2025 restera dans les mémoires comme l’année où la technologie a transformé le marché du travail. Des dizaines de milliers d’emplois ont disparu, et derrière la promesse d’efficacité, certaines entreprises ont choisi l’IA et virent des personnes à marche forcée.
En 2025, l’IA est devenue un accélérateur brutal de licenciements. Derrière les promesses d’efficacité et de productivité, des dizaines de milliers d’emplois ont disparu. D’après le cabinet de conseil Challenger, Gray & Christmas, près de 55 000 licenciements liés directement à l’IA ont été enregistrés aux États-Unis en 2025. Certains géants de la tech sont en première ligne.

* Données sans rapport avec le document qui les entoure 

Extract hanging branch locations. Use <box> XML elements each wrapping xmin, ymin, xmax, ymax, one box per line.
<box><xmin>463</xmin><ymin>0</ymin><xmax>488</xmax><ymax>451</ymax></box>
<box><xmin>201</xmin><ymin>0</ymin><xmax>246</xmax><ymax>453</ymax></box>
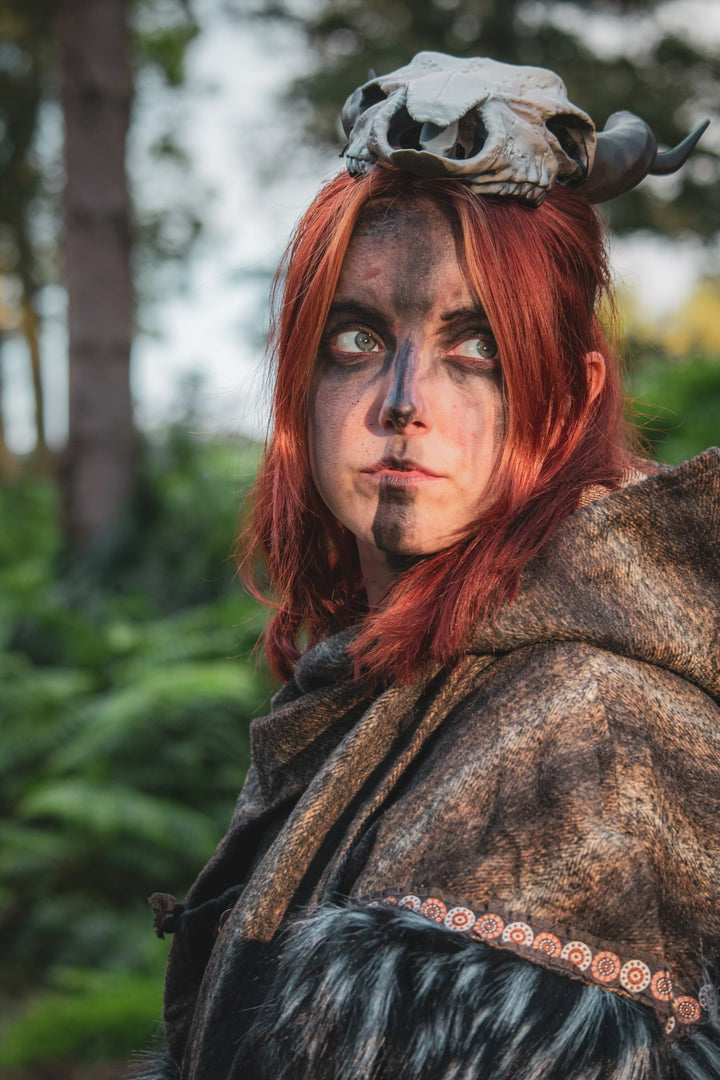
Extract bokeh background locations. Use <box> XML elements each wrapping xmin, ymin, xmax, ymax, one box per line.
<box><xmin>0</xmin><ymin>0</ymin><xmax>720</xmax><ymax>1080</ymax></box>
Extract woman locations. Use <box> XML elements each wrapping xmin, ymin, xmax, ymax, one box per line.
<box><xmin>147</xmin><ymin>54</ymin><xmax>720</xmax><ymax>1080</ymax></box>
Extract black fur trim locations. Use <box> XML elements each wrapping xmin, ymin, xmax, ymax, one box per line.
<box><xmin>246</xmin><ymin>907</ymin><xmax>720</xmax><ymax>1080</ymax></box>
<box><xmin>127</xmin><ymin>1049</ymin><xmax>179</xmax><ymax>1080</ymax></box>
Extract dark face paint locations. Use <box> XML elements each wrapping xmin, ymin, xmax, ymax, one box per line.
<box><xmin>309</xmin><ymin>202</ymin><xmax>504</xmax><ymax>603</ymax></box>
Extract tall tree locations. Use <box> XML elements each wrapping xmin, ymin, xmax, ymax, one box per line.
<box><xmin>0</xmin><ymin>0</ymin><xmax>50</xmax><ymax>476</ymax></box>
<box><xmin>55</xmin><ymin>0</ymin><xmax>136</xmax><ymax>546</ymax></box>
<box><xmin>257</xmin><ymin>0</ymin><xmax>720</xmax><ymax>237</ymax></box>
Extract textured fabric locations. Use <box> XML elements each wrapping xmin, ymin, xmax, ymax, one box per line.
<box><xmin>249</xmin><ymin>907</ymin><xmax>720</xmax><ymax>1080</ymax></box>
<box><xmin>158</xmin><ymin>450</ymin><xmax>720</xmax><ymax>1080</ymax></box>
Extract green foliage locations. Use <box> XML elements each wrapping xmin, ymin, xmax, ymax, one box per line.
<box><xmin>0</xmin><ymin>430</ymin><xmax>270</xmax><ymax>1064</ymax></box>
<box><xmin>258</xmin><ymin>0</ymin><xmax>720</xmax><ymax>237</ymax></box>
<box><xmin>0</xmin><ymin>970</ymin><xmax>162</xmax><ymax>1068</ymax></box>
<box><xmin>628</xmin><ymin>356</ymin><xmax>720</xmax><ymax>464</ymax></box>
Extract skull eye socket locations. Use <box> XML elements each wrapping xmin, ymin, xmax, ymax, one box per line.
<box><xmin>388</xmin><ymin>107</ymin><xmax>488</xmax><ymax>161</ymax></box>
<box><xmin>359</xmin><ymin>82</ymin><xmax>388</xmax><ymax>112</ymax></box>
<box><xmin>545</xmin><ymin>113</ymin><xmax>588</xmax><ymax>178</ymax></box>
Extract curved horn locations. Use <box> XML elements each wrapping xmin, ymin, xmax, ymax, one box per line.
<box><xmin>650</xmin><ymin>120</ymin><xmax>710</xmax><ymax>176</ymax></box>
<box><xmin>579</xmin><ymin>111</ymin><xmax>710</xmax><ymax>203</ymax></box>
<box><xmin>579</xmin><ymin>111</ymin><xmax>657</xmax><ymax>203</ymax></box>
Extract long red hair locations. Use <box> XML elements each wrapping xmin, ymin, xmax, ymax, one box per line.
<box><xmin>243</xmin><ymin>166</ymin><xmax>634</xmax><ymax>681</ymax></box>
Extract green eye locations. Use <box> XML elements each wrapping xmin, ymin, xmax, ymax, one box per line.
<box><xmin>330</xmin><ymin>330</ymin><xmax>380</xmax><ymax>352</ymax></box>
<box><xmin>452</xmin><ymin>334</ymin><xmax>498</xmax><ymax>360</ymax></box>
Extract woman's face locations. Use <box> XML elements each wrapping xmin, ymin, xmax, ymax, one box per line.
<box><xmin>310</xmin><ymin>202</ymin><xmax>504</xmax><ymax>603</ymax></box>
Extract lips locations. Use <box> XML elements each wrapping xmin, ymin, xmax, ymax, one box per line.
<box><xmin>362</xmin><ymin>458</ymin><xmax>440</xmax><ymax>482</ymax></box>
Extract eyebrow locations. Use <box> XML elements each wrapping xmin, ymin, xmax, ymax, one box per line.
<box><xmin>440</xmin><ymin>303</ymin><xmax>489</xmax><ymax>324</ymax></box>
<box><xmin>327</xmin><ymin>299</ymin><xmax>384</xmax><ymax>323</ymax></box>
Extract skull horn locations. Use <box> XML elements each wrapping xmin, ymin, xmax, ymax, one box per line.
<box><xmin>579</xmin><ymin>111</ymin><xmax>709</xmax><ymax>203</ymax></box>
<box><xmin>650</xmin><ymin>120</ymin><xmax>710</xmax><ymax>176</ymax></box>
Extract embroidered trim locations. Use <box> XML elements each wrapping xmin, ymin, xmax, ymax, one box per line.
<box><xmin>359</xmin><ymin>892</ymin><xmax>703</xmax><ymax>1035</ymax></box>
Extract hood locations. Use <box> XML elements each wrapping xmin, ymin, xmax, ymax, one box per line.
<box><xmin>471</xmin><ymin>448</ymin><xmax>720</xmax><ymax>699</ymax></box>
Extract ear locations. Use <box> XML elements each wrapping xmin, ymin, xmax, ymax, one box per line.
<box><xmin>585</xmin><ymin>352</ymin><xmax>606</xmax><ymax>404</ymax></box>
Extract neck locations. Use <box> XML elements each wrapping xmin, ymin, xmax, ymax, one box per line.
<box><xmin>357</xmin><ymin>541</ymin><xmax>420</xmax><ymax>607</ymax></box>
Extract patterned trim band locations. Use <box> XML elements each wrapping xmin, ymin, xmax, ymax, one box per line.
<box><xmin>361</xmin><ymin>891</ymin><xmax>703</xmax><ymax>1035</ymax></box>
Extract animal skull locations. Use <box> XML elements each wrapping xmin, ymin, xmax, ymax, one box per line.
<box><xmin>342</xmin><ymin>52</ymin><xmax>596</xmax><ymax>205</ymax></box>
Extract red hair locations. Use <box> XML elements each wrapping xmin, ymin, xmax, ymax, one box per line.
<box><xmin>243</xmin><ymin>166</ymin><xmax>635</xmax><ymax>681</ymax></box>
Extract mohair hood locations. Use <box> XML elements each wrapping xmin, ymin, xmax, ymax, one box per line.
<box><xmin>158</xmin><ymin>449</ymin><xmax>720</xmax><ymax>1077</ymax></box>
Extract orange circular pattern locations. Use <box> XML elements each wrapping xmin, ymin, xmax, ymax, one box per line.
<box><xmin>418</xmin><ymin>896</ymin><xmax>448</xmax><ymax>922</ymax></box>
<box><xmin>503</xmin><ymin>922</ymin><xmax>534</xmax><ymax>945</ymax></box>
<box><xmin>620</xmin><ymin>960</ymin><xmax>651</xmax><ymax>994</ymax></box>
<box><xmin>445</xmin><ymin>907</ymin><xmax>475</xmax><ymax>930</ymax></box>
<box><xmin>532</xmin><ymin>930</ymin><xmax>562</xmax><ymax>956</ymax></box>
<box><xmin>650</xmin><ymin>968</ymin><xmax>673</xmax><ymax>1001</ymax></box>
<box><xmin>560</xmin><ymin>942</ymin><xmax>593</xmax><ymax>971</ymax></box>
<box><xmin>473</xmin><ymin>912</ymin><xmax>505</xmax><ymax>941</ymax></box>
<box><xmin>590</xmin><ymin>949</ymin><xmax>622</xmax><ymax>983</ymax></box>
<box><xmin>673</xmin><ymin>994</ymin><xmax>703</xmax><ymax>1024</ymax></box>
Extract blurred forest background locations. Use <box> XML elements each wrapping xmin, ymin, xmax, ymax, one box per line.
<box><xmin>0</xmin><ymin>0</ymin><xmax>720</xmax><ymax>1078</ymax></box>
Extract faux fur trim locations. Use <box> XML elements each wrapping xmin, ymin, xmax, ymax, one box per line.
<box><xmin>245</xmin><ymin>907</ymin><xmax>720</xmax><ymax>1080</ymax></box>
<box><xmin>127</xmin><ymin>1049</ymin><xmax>179</xmax><ymax>1080</ymax></box>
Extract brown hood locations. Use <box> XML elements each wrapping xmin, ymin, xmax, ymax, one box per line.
<box><xmin>473</xmin><ymin>448</ymin><xmax>720</xmax><ymax>699</ymax></box>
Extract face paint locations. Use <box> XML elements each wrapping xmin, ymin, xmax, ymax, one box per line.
<box><xmin>309</xmin><ymin>202</ymin><xmax>504</xmax><ymax>603</ymax></box>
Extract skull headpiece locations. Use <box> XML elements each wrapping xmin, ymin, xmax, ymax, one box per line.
<box><xmin>342</xmin><ymin>52</ymin><xmax>707</xmax><ymax>205</ymax></box>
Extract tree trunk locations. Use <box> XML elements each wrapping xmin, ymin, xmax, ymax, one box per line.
<box><xmin>56</xmin><ymin>0</ymin><xmax>136</xmax><ymax>546</ymax></box>
<box><xmin>21</xmin><ymin>284</ymin><xmax>50</xmax><ymax>473</ymax></box>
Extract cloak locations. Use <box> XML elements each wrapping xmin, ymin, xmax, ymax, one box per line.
<box><xmin>148</xmin><ymin>449</ymin><xmax>720</xmax><ymax>1080</ymax></box>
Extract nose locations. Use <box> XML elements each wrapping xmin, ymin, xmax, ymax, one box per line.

Une vague de licenciements dopée par l’IA
En octobre, les employeurs américains ont annoncé 153 000 suppressions de postes, suivies de 71 000 en novembre, dont plus de 6 000 explicitement liées à l’IA. Inflation persistante, hausse des droits de douane, pression sur les marges… pour de nombreuses entreprises, l’IA apparaît comme une solution rapide pour réduire les coûts.
Qui plus est, une étude publiée en novembre par le MIT vient renforcer cette tentation. Selon l’institut, l’IA serait déjà capable d’assurer 11,7 % des tâches du marché du travail américain. Avec un potentiel d’économie estimé à 1 200 milliards de dollars en salaires. Notamment dans la finance, la santé et les services professionnels.
Mais, tout le monde ne croit pas à cette narration. Pour Fabian Stephany, professeur adjoint à l’Oxford Internet Institute, l’IA sert parfois d’alibi. Selon lui, de nombreuses entreprises ont surrecruté pendant la pandémie. Et les licenciements actuels relèveraient davantage d’un “nettoyage du marché” que d’une révolution technologique pure. Ainsi, l’IA permettrait surtout d’éviter d’admettre des erreurs de stratégie passées.
Amazon, Microsoft, Salesforce… les géants qui taillent dans les effectifs
Certaines entreprises, en revanche, assument pleinement le rôle central de l’IA dans leurs décisions de licenciements.
Amazon a, par exemple, annoncé en octobre 14 000 suppressions de postes au siège. Il s’agit de la plus grande vague de licenciements de son histoire. L’entreprise veut concentrer les investissements sur ses “plus gros paris”, dont l’IA. Andy Jassy, le PDG, avait préparé le terrain dès le début de l’année. Il explique que l’IA nécessiterait moins de personnes sur certains postes, et plus sur d’autres. Au total, près de 15 000 emplois ont été supprimés en 2025.
Chez Microsoft, dans une note interne, Satya Nadella évoque la nécessité de “repenser la mission” de l’entreprise à l’ère de l’IA. L’objectif est de passer d’un simple éditeur de logiciels à un moteur d’intelligence. Celui-ci sera capable de permettre à chacun de créer ses propres outils. Une vision ambitieuse, qui s’accompagne de restructurations internes.
Salesforce assume encore plus frontalement. En septembre, son PDG Marc Benioff a confirmé la suppression de 4 000 postes dans le service client. Ils sont directement remplacés par des systèmes d’IA. Selon lui, l’IA réaliserait déjà jusqu’à 50 % du travail au sein de l’entreprise.
IBM, de son côté, a remplacé plusieurs centaines de postes en ressources humaines par des chatbots. Son PDG Arvind Krishna précise toutefois que l’entreprise recrute davantage dans des domaines à forte valeur ajoutée comme l’ingénierie logicielle et le marketing. En novembre, IBM a tout de même annoncé une réduction de 1 % de ses effectifs mondiaux. C’est soit environ 3 000 emplois.
La liste continue avec CrowdStrike, qui a licencié 5 % de ses effectifs (500 personnes). Et Workday, quant à elle, a supprimé 1 750 postes, soit 8,5 % de son personnel, pour financer ses investissements en IA.